OK, I have time on my hands, I thought, breathing quickly – my son’s three. But there’s a deeper issue at play here, once you dig into its meat, about how we treat our young boys differently to our young girls.
Michelle Obama touched on this last week at the Obama Foundation Summit in Chicago, in a conversation with poet Elizabeth Alexander about gender differences (brief aside: please stage a coup of your old digs on Capitol Hill, ’Shell, and fast). “We raise our girls to be strong and sometimes we take care not to hurt men,” she began. “And I think we pay for that a little bit.”
Raising men gently and with love was a good thing, she was at pains to point out – but the same rules given to young women should be given to them. “And it’s powerful to have strong men, but what does that strength mean? Does it mean respect? Does it mean responsibility? Does it mean compassion – or are we protecting our men too much?’”

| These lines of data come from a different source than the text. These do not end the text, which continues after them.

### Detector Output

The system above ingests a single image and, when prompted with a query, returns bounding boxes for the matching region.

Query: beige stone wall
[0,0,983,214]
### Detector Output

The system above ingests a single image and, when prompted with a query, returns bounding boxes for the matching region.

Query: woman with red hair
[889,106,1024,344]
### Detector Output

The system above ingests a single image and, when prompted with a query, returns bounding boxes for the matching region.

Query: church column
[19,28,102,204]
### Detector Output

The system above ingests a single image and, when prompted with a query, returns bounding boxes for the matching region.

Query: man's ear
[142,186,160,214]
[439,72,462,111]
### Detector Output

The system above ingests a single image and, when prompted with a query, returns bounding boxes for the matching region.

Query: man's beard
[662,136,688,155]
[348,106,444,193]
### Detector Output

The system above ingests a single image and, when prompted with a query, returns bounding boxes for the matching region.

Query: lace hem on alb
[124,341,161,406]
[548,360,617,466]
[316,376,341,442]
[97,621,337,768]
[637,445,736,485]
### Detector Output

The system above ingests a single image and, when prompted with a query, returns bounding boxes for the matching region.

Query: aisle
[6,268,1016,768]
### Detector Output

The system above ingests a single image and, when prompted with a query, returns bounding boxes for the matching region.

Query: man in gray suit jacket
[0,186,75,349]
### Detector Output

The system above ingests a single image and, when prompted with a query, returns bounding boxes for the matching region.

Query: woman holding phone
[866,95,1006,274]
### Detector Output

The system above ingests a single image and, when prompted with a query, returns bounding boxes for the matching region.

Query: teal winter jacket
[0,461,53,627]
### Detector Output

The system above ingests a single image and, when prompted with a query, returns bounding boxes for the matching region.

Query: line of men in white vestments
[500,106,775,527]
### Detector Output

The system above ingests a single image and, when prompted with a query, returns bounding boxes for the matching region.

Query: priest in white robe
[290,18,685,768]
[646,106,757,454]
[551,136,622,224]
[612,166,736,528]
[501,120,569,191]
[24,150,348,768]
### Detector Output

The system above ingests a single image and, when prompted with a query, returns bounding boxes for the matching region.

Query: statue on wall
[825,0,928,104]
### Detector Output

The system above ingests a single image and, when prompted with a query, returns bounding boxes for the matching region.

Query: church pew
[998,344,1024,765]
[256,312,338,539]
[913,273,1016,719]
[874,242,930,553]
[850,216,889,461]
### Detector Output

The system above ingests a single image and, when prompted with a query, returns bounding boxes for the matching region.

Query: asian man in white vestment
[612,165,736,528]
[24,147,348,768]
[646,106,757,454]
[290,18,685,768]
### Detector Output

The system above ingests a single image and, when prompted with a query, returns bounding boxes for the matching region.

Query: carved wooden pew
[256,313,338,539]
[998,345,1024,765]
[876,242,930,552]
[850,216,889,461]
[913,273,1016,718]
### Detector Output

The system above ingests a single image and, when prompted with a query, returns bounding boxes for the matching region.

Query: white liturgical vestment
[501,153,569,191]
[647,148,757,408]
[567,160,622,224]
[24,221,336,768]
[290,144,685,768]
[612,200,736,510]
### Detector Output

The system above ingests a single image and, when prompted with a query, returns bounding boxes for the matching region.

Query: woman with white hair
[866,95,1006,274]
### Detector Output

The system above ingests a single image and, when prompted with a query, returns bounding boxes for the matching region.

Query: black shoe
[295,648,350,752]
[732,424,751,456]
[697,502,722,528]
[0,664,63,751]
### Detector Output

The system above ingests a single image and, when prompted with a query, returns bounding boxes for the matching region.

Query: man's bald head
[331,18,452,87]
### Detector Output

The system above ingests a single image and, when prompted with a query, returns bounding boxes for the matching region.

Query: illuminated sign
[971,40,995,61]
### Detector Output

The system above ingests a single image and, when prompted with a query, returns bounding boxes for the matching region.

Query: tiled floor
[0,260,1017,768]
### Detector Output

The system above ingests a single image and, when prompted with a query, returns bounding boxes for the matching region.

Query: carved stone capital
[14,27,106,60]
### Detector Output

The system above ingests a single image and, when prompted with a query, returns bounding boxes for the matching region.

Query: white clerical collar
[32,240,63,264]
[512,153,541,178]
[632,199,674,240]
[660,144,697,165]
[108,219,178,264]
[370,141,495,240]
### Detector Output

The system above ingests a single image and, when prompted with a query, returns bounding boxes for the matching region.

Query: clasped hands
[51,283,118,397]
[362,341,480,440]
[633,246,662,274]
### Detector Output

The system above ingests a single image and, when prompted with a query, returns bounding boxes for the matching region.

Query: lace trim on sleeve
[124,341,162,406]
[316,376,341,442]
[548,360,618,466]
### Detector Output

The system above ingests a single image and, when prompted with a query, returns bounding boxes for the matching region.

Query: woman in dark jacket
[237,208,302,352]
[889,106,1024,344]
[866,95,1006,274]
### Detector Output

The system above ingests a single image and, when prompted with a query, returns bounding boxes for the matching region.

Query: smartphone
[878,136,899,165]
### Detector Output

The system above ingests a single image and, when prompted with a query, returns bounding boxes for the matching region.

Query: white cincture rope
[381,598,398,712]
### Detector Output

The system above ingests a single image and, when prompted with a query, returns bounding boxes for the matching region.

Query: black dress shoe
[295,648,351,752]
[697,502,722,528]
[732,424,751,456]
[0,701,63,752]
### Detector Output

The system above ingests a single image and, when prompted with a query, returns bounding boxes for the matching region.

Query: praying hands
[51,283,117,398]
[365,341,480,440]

The major issue fuelling the ONS report is wider than this, of course: leaping living and renting costs are severely inhibiting young people’s independence in 2017. Still, 33 per cent of men versus 20 per cent of women is a startling discrepancy, which requires further analysis. And, while I don’t pretend to be a statistician (she says hoping a further survey is commissioned to find out why this discrepancy exists), I think it’s got something to do with how men are traditionally meant to be supported in ways that women aren’t – especially when it comes to being at home.

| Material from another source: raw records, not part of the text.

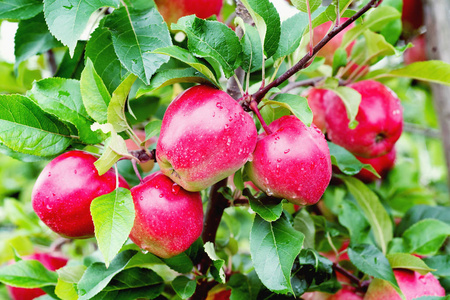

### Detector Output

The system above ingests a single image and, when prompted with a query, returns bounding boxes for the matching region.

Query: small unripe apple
[31,151,129,238]
[325,80,403,158]
[364,269,445,300]
[155,0,223,26]
[245,116,331,205]
[356,148,396,183]
[156,85,257,192]
[6,253,68,300]
[130,172,203,258]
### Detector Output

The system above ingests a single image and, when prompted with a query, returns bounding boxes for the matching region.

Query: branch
[252,0,380,103]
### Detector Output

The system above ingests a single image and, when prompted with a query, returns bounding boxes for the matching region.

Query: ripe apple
[6,252,67,300]
[356,148,396,183]
[31,151,129,238]
[130,172,203,258]
[245,116,331,205]
[155,0,223,25]
[364,269,445,300]
[325,80,403,158]
[156,85,257,192]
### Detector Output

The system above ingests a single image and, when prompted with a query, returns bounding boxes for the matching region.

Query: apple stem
[248,0,380,103]
[249,100,272,134]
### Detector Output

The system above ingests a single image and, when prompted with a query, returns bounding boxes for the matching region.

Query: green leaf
[150,46,220,88]
[273,13,308,59]
[105,7,172,84]
[77,250,137,300]
[386,253,436,275]
[171,276,197,299]
[0,95,72,156]
[91,188,135,267]
[13,12,62,73]
[0,0,43,20]
[44,0,119,56]
[27,77,101,144]
[341,177,393,253]
[86,27,128,93]
[242,188,283,222]
[264,94,313,127]
[80,58,111,124]
[328,142,380,178]
[347,245,404,299]
[172,15,242,78]
[0,260,58,288]
[107,74,136,132]
[250,215,304,294]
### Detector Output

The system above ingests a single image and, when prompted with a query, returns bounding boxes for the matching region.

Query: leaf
[27,77,101,144]
[250,215,304,294]
[264,94,313,127]
[172,15,242,78]
[105,7,172,84]
[13,12,62,73]
[91,188,135,267]
[273,13,308,59]
[386,253,436,275]
[347,245,404,299]
[0,95,72,156]
[151,46,220,88]
[86,27,128,93]
[328,142,380,178]
[340,177,393,253]
[0,0,43,20]
[107,74,136,132]
[171,276,197,299]
[44,0,119,56]
[80,57,111,124]
[0,260,58,288]
[77,250,137,300]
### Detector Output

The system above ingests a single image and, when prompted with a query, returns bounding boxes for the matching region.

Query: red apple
[31,151,129,238]
[356,148,396,183]
[6,253,67,300]
[364,269,445,300]
[155,0,223,25]
[325,80,403,158]
[130,172,203,258]
[403,34,427,65]
[246,116,331,205]
[156,85,257,192]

There’s a deeper issue at play here, once you dig into its meat, about how we treat our young boys differently to our young girls
Think about it: a woman’s traditional role in the family used to be for the enabling of a man to live his life. Translate this to this report, and the following ideas emerge: Mum will do my laundry. Mum will buy birthday presents for my family and friends. Mum will sort me out. It’s a dynamic that still plays out in the lives of many parents and sons that I know – it’s emotional labour, good and proper, as debated here at The Pool many times before.
Not everyone agrees with me, though. Take Frank Furedi, Emeritus professor of sociology at the University of Kent, who thinks the “feminisation of society” is to blame. He offered The Daily Telegraph this dizzyingly erudite theory last night (and, yes, I’m rather partial to a soupçon of sarcasm): “A lot of young men find the transition to adulthood particularly difficult because male values and masculine values are regarded less favourably than feminine values. Masculine norms have been devalued quite considerably. There is a lack of aspiration among men because they feel more insecure. There is no clear construct of what it is to be an independent man.”

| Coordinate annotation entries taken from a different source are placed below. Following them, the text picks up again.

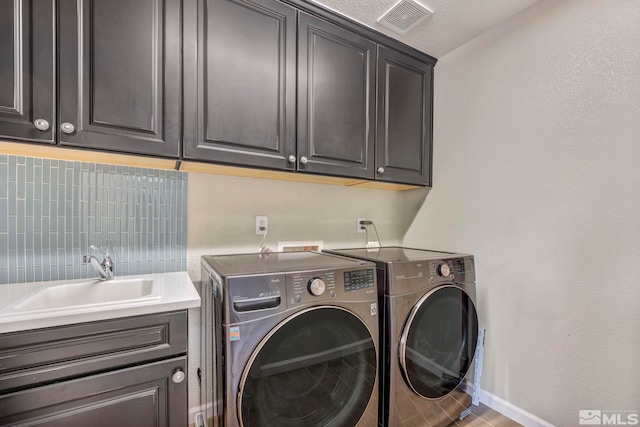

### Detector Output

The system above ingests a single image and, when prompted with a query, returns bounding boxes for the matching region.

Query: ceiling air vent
[378,0,433,34]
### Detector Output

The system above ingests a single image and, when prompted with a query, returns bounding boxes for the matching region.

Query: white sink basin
[13,278,160,311]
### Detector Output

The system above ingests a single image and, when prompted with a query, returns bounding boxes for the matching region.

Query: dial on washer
[438,263,451,277]
[307,277,327,296]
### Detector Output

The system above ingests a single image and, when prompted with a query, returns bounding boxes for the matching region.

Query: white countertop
[0,271,200,333]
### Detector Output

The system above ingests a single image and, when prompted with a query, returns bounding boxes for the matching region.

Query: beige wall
[404,0,640,426]
[187,173,404,280]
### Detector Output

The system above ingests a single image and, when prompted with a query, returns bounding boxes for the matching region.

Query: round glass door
[399,285,478,399]
[238,306,377,427]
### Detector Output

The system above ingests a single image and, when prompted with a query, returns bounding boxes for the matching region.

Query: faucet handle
[89,245,111,259]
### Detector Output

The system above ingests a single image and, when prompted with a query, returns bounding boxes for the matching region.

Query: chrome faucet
[82,245,113,280]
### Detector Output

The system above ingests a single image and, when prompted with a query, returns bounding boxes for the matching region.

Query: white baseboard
[466,381,555,427]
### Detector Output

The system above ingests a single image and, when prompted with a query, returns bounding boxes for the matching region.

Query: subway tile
[0,155,188,283]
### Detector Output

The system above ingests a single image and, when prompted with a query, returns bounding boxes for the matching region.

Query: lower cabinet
[0,311,188,427]
[0,357,188,427]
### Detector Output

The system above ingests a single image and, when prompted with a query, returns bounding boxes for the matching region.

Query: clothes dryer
[326,247,478,427]
[202,252,378,427]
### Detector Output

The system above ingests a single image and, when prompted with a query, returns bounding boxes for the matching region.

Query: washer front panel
[237,306,377,427]
[398,285,478,399]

As I pant for my blood-pressure gauge, I’ll admit Furedi makes a few clear points. Yes, the idea of a young man’s “transition to adulthood” has changed hugely in recent years. “Masculine values” are now regarded less favourably than they used to be, too. To which I say, “Thank God for that.” My son is growing up in a home where his dad does the bulk of the childcare; where masculine stereotypes are challenged if they ever pop up in conversation. This. Is. A. Good. Thing. Together, my lovely husband and I teach our son to be compassionate, kind, independent and forthright. These aren’t gendered values in our house. In the wider world, they shouldn’t be either.
As for Furedi’s idea of a lack of aspiration for young men stemming from insecurity? My heart bleeds. Women have dealt with insecurity in its emotional, physical and economic manifestations for centuries – and still do. They flee the family nest while encountering such delights as the gender pay gap at work, and a society still sceptical of the corrosive effects of “small-time” sexual harassment. As for men needing a clear construct of what it is to be an independent man? Just look to the rules of common human decency, which, strangely enough, don’t depend on you having testicles or ovaries. Be respectful. Be compassionate. But also – hey! – be responsible. Get out there and take on the world in your own way. Just don’t rely on other people to carry the can.
I’ll be bearing this in mind the next time I hear a little voice saying he wants to live with me for ever. In some ways, though, perhaps he always will, my voice being a home in his head for the values I’ve tried to teach him so far. The values I always will.